Suppose that $u\in H^1(\mathbb{R}^2)$ and let $u_n(\cdot,\cdot)=u(\cdot,\cdot+n)$. Let $E\subset\mathbb{R}^2$ be compact. Can I find a non-negative function $f\in L^1(\mathbb{R}^2)$ such that $|u_n|\leq f$ on $E$ for all $n\in\mathbb{N}$?
My Try: In the case of $u\in H^1(\mathbb{R}^2)\cap L^\infty(\mathbb{R}^2)$, one can choose $f\in L^1(\mathbb{R}^2)$ to be $$f=\begin{cases}\|u\|_{\infty} & \text{ on E},\\ 0 & \text{ on } E^c.\end{cases} $$ However, $H^1\not\subset L^\infty$ so this does not work in that case. Is this result even true for $u\in H^1(\mathbb{R}^2)$?
Up the ante. In case the above is false, can one find a sequence $\{a_n\}$ in $\mathbb{R}^2$ with $a_n\to\infty$ and a function $f\in L^1(\mathbb{R}^2)$ such that $|u_n(\cdot)|:=|u(\cdot+a_n)|\leq f$ on $E$ for all $n\in\mathbb{N}$?

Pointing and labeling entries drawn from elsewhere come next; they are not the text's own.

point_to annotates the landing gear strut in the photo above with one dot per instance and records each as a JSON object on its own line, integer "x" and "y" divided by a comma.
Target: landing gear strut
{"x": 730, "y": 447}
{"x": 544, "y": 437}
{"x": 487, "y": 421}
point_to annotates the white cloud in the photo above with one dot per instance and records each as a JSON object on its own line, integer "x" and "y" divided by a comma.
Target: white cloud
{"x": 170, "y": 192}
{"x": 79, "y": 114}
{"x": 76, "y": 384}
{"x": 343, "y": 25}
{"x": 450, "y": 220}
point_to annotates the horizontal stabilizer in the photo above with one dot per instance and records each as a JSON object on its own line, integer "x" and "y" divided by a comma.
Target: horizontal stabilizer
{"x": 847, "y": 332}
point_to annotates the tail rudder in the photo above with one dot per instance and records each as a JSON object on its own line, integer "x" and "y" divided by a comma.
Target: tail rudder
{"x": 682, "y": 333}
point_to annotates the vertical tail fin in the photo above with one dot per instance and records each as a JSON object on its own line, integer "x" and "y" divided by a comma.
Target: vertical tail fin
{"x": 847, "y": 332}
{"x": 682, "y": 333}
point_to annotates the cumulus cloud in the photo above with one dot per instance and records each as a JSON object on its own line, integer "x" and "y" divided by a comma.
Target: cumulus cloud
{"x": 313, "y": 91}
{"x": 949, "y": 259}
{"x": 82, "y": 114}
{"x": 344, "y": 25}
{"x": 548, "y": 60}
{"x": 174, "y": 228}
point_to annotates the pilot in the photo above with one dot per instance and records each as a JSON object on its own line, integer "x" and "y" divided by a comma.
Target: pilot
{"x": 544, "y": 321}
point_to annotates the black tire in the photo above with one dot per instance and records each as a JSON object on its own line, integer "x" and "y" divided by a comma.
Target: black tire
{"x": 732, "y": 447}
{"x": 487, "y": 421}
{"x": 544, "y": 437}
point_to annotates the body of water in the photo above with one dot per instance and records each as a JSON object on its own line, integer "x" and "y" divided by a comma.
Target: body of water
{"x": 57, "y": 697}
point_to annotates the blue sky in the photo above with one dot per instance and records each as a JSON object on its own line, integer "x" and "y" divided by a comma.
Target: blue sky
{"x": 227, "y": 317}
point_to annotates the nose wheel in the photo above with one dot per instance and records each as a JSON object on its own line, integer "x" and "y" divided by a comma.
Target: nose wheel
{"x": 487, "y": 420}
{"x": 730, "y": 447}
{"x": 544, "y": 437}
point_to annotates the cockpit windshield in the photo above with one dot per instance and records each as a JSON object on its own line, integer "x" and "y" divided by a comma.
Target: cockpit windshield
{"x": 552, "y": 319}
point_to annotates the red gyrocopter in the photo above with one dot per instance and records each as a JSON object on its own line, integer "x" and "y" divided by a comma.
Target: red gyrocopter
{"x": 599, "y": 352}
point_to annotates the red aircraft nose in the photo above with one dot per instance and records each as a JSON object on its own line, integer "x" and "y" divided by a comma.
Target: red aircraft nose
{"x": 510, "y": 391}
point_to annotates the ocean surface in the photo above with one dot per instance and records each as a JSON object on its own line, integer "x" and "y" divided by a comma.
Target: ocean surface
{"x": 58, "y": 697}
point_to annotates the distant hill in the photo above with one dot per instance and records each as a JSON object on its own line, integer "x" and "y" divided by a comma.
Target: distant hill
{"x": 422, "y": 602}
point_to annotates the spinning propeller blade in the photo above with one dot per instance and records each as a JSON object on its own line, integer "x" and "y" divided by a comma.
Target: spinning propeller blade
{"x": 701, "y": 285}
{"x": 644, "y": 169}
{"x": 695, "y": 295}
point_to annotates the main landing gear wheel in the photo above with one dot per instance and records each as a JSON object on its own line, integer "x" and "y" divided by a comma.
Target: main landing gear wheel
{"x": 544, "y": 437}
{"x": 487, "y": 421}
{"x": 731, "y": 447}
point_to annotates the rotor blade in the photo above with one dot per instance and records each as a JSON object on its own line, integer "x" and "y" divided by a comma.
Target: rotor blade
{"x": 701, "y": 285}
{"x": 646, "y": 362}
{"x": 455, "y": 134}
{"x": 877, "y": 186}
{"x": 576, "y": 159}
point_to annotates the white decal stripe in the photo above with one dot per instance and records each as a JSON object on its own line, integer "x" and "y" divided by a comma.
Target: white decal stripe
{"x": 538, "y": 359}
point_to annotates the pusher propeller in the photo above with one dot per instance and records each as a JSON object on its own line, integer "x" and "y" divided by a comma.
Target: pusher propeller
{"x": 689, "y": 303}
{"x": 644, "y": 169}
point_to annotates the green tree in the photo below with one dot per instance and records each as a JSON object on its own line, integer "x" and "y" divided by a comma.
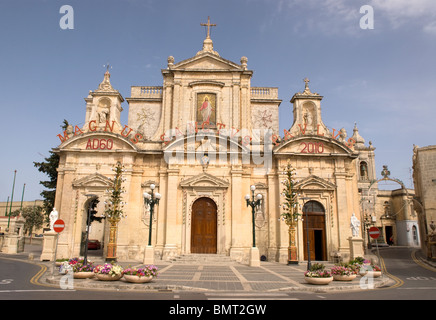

I think the claim is true if $E \subset \mathbb R \times (-1/2,+1/2)$.
Define $v_n:E \to \mathbb R$ by $$ v_n(x) = \max(|u_n(x)|, v_{n-1}(x)), $$ where $v_0=0$. This implies $\nabla v_n(x) \in \{ \pm \nabla |u_n(x)|, \nabla v_{n-1}(x)\}$. Then there are disjoint subsets $E_1\dots E_n\subset E$ such that $$ v_n = \sum_{i=1}^n \chi_{E_i} |u_i|, $$ which implies $$ |\nabla v_n| = \sum_{i=1}^n \chi_{E_i} |\nabla u_i|. $$ Due to the assumption on $E$, the sets $E_i - (0,i)$ are disjoint, so $$ \|v_n\|_{L^2(E)}^2 = \sum_i \int_{E_i} |u_i|^2 = \sum_i \int_{E_i-(0,i)}|u|^2 = \int_{\cup_i (E_i-(0,i))}|u|^2 \le \|u\|_{L^2}^2 $$ and likewise $\|\nabla v_n\|_{L^2(E)}^2 \le \|\nabla u\|_{L^2}^2$. So $(v_n)$ is bounded in $H^1(E)$, hence admits a weakly converging subsequence $v_{n_k} \rightharpoonup v$ in $H^1(E)$. Clearly $|u_n| \le v_m$ for all $n<m$, which carries over to $|u_n|\le v$. And the claim is true with $f:=\chi_E v$.
This proof also shows that the weaker statement of the second question is true: choose $a_n:=n\cdot w$, where $w$ is such that $E\subset \mathbb R \times(-w/2,+w/2)$.